Improved Real-Time PCR Diagnosis of Citrus Stubborn Disease by Targeting Prophage Genes of Spiroplasma citri.

Abstract

Spiroplasma citri is a phloem-limited bacterium causing citrus stubborn disease (CSD). Isolation and culturing of S. citri is technically demanding and time consuming. S. citri is typically low in titer and unevenly distributed in citrus, making reliable detection challenging.
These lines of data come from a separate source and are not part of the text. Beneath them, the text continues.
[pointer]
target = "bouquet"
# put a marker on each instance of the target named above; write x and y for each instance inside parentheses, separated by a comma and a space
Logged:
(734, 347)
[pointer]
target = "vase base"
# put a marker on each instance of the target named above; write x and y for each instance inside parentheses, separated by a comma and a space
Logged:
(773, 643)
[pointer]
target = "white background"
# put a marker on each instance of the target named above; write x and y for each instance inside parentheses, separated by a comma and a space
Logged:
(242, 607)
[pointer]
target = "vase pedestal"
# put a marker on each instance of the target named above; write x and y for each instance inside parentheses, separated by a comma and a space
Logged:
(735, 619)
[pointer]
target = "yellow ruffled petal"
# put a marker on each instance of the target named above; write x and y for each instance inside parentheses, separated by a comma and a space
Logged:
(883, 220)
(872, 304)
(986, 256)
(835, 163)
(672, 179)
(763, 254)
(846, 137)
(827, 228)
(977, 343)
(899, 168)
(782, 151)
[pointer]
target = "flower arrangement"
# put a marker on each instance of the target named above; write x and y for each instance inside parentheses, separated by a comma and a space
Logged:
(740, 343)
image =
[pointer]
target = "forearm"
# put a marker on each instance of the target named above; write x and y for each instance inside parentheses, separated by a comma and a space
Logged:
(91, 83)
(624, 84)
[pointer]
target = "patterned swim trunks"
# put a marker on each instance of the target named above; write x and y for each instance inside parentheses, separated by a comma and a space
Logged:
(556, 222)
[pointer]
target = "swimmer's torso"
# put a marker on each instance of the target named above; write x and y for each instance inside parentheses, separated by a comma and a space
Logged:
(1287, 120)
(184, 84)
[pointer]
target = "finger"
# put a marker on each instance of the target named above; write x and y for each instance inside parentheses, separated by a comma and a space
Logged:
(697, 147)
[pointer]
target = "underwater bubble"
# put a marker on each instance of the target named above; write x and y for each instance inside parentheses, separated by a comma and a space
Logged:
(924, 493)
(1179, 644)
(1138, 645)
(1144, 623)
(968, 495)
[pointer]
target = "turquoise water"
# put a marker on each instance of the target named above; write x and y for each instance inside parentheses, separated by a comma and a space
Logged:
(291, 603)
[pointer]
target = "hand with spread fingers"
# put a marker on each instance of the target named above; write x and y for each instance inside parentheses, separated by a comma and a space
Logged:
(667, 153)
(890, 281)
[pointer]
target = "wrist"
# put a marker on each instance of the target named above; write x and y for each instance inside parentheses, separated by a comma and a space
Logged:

The current preferred detection method is polymerase chain reaction (PCR) assays with primers developed from sequences of S. citri housekeeping genes. Recent genome sequencing of S. citri revealed that the bacterium harbors multiple copies of prophage genes. Therefore, targeting multicopy prophage genes was hypothesized to improve sensitivity of PCR detection. Two primer sets, Php-orf1 and Php-orf3, were developed from conserved prophage sequences in the S. citri genome. These primer sets were used to evaluate detection sensitivity in SYBR Green-based quantitative PCR (qPCR) assays with 18 S. citri in cultures isolated from different hosts and locations. Prophage primer set Php-orf1 increased detection sensitivity by 4.91 and 3.65 cycle threshold (Cq) units compared with housekeeping gene primers for spiralin and P58 putative adhesin gene, respectively. Detection was slightly less sensitive for the Php-orf3 primer set at 3.02 and 1.76 Cq units, respectively, over the same housekeeping gene primers. The prophage primer sets were validated for qPCR detection with field samples from three citrus orchards in California's San Joaquin Valley collected from 2007 to 2013. The data showed that S. citri prophage sequences improved sensitivity for qPCR detection of S. citri-infected trees at least 10-fold and reduced the number of false-negative results. No false-positive samples were detected with any of the primer sets. The enhanced sensitivity resulted from the higher copy number of prophage genes in the S. citri genome and, thus, improved CSD diagnosis from field samples.